At the World Cinema Showcase, a visit to Soulsville USA. By BRANNVANAN GNANLINGAM.

THE SIMPLISTIC dichotomy within the 60s Civil Rights movements in the US – integration (Martin Luther King) and ‘separatism’ (Malcolm X) – were loosely matched in the 60s soul music scenes too. On the one hand you had Motown, that glorious label which tried to downplay ‘blackness’ with sunny melodies and unthreatening performers in order to sell records. You also had figures on the other end of the spectrum like James Brown who would go on to sing things like ‘I’m Black and I’m Proud’ as the decade collapsed into assassinations and racial turmoil. Then there was a label which didn’t actually give a shit about the colour of your skin – a mixed race label which produced some of the most seminal soul music of the 60s where artists such as Otis Redding, Isaac Hayes, Sam and Dave, Booker T. and the MGs, Rufus and Carla Thomas and the Staple Sisters frolicked.

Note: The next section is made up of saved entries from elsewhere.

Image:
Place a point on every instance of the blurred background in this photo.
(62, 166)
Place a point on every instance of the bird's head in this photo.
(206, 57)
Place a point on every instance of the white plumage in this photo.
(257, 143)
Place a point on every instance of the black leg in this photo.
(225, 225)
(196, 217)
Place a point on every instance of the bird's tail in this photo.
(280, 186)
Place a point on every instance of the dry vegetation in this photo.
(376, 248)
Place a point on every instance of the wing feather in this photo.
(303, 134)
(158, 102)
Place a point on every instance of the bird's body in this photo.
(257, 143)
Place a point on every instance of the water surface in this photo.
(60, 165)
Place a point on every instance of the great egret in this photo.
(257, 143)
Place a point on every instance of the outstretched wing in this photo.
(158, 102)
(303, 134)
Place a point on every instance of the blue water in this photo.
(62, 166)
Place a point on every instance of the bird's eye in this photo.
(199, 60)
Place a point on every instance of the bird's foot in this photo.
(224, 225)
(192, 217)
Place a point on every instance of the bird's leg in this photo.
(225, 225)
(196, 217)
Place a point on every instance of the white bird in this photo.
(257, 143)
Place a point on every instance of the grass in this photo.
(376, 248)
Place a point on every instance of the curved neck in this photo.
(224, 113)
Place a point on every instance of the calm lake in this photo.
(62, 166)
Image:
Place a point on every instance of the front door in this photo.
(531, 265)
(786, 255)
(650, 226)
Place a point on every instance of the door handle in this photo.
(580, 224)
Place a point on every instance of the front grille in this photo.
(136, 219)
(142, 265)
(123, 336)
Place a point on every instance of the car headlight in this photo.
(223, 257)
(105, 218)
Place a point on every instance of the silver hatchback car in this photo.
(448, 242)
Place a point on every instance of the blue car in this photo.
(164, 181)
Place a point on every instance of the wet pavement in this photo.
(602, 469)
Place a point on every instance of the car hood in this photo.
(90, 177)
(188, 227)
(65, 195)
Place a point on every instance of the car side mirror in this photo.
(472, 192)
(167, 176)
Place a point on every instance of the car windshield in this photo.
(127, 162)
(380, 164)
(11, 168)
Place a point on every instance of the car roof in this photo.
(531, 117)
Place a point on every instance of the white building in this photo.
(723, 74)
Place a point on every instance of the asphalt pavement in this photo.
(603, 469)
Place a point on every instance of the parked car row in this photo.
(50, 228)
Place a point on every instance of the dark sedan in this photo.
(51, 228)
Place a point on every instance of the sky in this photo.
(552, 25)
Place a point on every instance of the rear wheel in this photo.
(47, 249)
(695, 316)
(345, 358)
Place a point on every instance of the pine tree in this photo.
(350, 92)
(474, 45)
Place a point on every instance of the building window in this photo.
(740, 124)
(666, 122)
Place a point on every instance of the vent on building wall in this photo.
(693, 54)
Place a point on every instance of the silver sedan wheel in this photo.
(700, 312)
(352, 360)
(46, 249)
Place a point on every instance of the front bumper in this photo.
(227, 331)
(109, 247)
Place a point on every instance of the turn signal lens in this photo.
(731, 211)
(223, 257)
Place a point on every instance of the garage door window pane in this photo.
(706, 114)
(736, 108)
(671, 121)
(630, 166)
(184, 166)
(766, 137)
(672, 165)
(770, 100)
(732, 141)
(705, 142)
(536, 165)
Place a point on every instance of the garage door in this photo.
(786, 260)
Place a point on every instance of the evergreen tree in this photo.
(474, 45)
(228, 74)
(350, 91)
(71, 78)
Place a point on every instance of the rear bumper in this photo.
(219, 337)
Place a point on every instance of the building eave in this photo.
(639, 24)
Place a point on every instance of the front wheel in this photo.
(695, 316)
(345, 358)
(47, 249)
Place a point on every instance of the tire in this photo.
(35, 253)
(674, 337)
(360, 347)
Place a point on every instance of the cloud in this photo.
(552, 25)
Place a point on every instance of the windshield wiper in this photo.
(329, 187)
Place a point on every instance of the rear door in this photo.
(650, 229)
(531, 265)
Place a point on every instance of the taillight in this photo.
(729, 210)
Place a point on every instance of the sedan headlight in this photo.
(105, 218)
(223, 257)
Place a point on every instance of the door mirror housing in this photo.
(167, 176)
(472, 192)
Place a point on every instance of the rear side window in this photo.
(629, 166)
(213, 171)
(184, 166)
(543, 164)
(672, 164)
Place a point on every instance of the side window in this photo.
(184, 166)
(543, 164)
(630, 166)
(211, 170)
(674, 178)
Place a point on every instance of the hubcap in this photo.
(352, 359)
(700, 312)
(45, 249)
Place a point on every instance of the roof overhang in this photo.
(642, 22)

That was until racial harmony collapsed. And while this pretty run-of-the-mill documentary carries the whiff of being created for the sole purpose of advertising the re-minted Stax, it does celebrate something much more vital and important: the music.

Kicking off with the seminal Bar-Kays track ‘Soul Finger’, the Respect Yourself: The Stax Records Story wisely focuses on the music. And what music there is. Concert footage, for the most part, is allowed to play out fully (unlike many other music documentaries) and we get to witness everything from Otis Redding’s unbelievable Monterey Pop performance of ‘I’ve Been Loving You Too Long’ to Booker T. and the MGs playing their B-side riff which went on to become one of the all-time most famous riffs in rock n roll (‘Green Onions’). Interspersed in the music are interviews from many of the key figures involved such as founders Jim Stewart and Estelle Axton, chief in all but name Al Bell, the chief song-writing team Isaac Hayes and David Porter, and many more. We also get the obligatory talking head appearance by Bono.

Stax’s history matches the turbulent racial politics of the time. Set up to record country music in a poor, predominantly ‘black’ neighbourhood by brother and sister Stewart and Axton (the label’s name comes from the first two letters of each name), the label accidentally discovered some of the great names of recording history. (Though Wilson Pickett, an awkward fitting member of the Stax label is ignored by the documentary.) The sudden death of Otis Redding, the assassination of Martin Luther King Jr. at the label’s Memphis motel retreat, the role of Atlantic Records, the label’s subsequent bankruptcy, Wattstax, blaxploitation all get their due. The first half of the documentary is arguably the more fascinating (but that might be just me who loves the rawness of the early days – a brilliant visual juxtaposition is done of Motown’s Smokey Robinson singing ‘My Girl’ and Otis Redding’s grungy version of the same song to emphasise how earthy Stax were). Visually the documentary was conservative, a collection of archival material and talking heads that talked about how great Stax was, rather than showing it. Aurally though, Stax and the music the documentary showcase has little competition in its justifiably grandiose claim of being Soulsville USA.